惚れたら最後。
仕方なくはあとため息をつき、ふと真っ暗な部屋の中、開け放された窓の外を見つめた。



「あ、流れ星」

「……流れ星?こんな時期に?」

「うん、だいたい毎年11月はおうし座流星群が見えるんだよ」



絆はベッドから身を乗り出して外を眺める。

その綺麗な横顔に語りかけた。



「……こんな夜だったんだ。ゴミ捨て場に棄てられたあの子たちに会ったのは」

「それは……リュウセイとセナのことか?」

「うん、どうも親が棄てたらしくてね。
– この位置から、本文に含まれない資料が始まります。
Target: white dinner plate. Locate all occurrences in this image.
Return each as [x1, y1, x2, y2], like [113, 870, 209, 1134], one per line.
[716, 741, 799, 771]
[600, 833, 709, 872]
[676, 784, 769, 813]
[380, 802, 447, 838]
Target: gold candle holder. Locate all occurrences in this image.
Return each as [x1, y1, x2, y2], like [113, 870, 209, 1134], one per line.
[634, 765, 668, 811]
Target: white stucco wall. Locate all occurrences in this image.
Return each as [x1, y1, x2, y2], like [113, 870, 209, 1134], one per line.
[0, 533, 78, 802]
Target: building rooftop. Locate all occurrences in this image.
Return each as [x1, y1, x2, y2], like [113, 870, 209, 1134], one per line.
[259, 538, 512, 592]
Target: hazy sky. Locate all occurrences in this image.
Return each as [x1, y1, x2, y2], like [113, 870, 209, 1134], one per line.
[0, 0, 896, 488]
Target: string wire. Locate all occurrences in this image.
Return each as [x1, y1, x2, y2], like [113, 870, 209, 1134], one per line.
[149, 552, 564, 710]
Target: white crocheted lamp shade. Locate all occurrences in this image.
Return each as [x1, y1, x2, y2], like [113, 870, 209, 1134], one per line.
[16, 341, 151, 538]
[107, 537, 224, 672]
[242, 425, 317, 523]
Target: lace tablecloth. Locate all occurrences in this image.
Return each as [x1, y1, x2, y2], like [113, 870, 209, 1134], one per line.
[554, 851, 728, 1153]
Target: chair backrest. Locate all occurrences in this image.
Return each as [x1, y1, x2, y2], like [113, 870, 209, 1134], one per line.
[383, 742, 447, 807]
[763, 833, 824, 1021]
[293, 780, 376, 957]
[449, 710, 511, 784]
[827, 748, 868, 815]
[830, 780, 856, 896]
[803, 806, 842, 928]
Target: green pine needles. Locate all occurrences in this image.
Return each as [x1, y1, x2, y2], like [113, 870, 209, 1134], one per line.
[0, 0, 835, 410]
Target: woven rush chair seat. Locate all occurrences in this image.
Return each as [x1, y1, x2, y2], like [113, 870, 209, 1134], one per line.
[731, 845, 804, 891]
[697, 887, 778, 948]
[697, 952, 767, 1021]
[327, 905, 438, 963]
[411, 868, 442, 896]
見つけた当時は、あんな小さい身体に痣がたくさんあって、いたたまれなかったなぁ」

「……」

「そこから、育ての親に相談して養子縁組をして、私が流星と星奈と名付けた。
ただ、その育ての親が2年前に亡くなってね……以来、私が親代わり」



空を見るのをやめて、向き合う絆は真剣に話を聞いている。

こんな話、極道に生きる人間なら山ほど聞かされてるだろうに……。

琥珀はうっすらと笑うと言い放った。



「私が抱えてる秘密がひとつだけだと思った?
面倒だと思うなら今のうちに手放した方がいいよ」



すると絆はハッとして正面から見つめてきた。



「馬鹿言え、俺の目が節穴とでも言いたいのか?
お前は綺麗だ。それは外見の話じゃなく、心の話だ。
じゃなけりゃその歳で子どもを引き取るなんて真似はしないだろう。
俺の見立ては間違いない、絶対に放してやらねえ。
俺が見つけた唯一だ」



熱弁した彼に驚き、ぽかんとした面で見つめた琥珀は一言。



「……恥ずかしくないの?そんなストレートに表現して」

「愛情表現?別に?俺の両親はもっとすごいぞ」

「ああ……なるほど」



基準がそこなら確かにそうか、と琥珀は妙に納得した。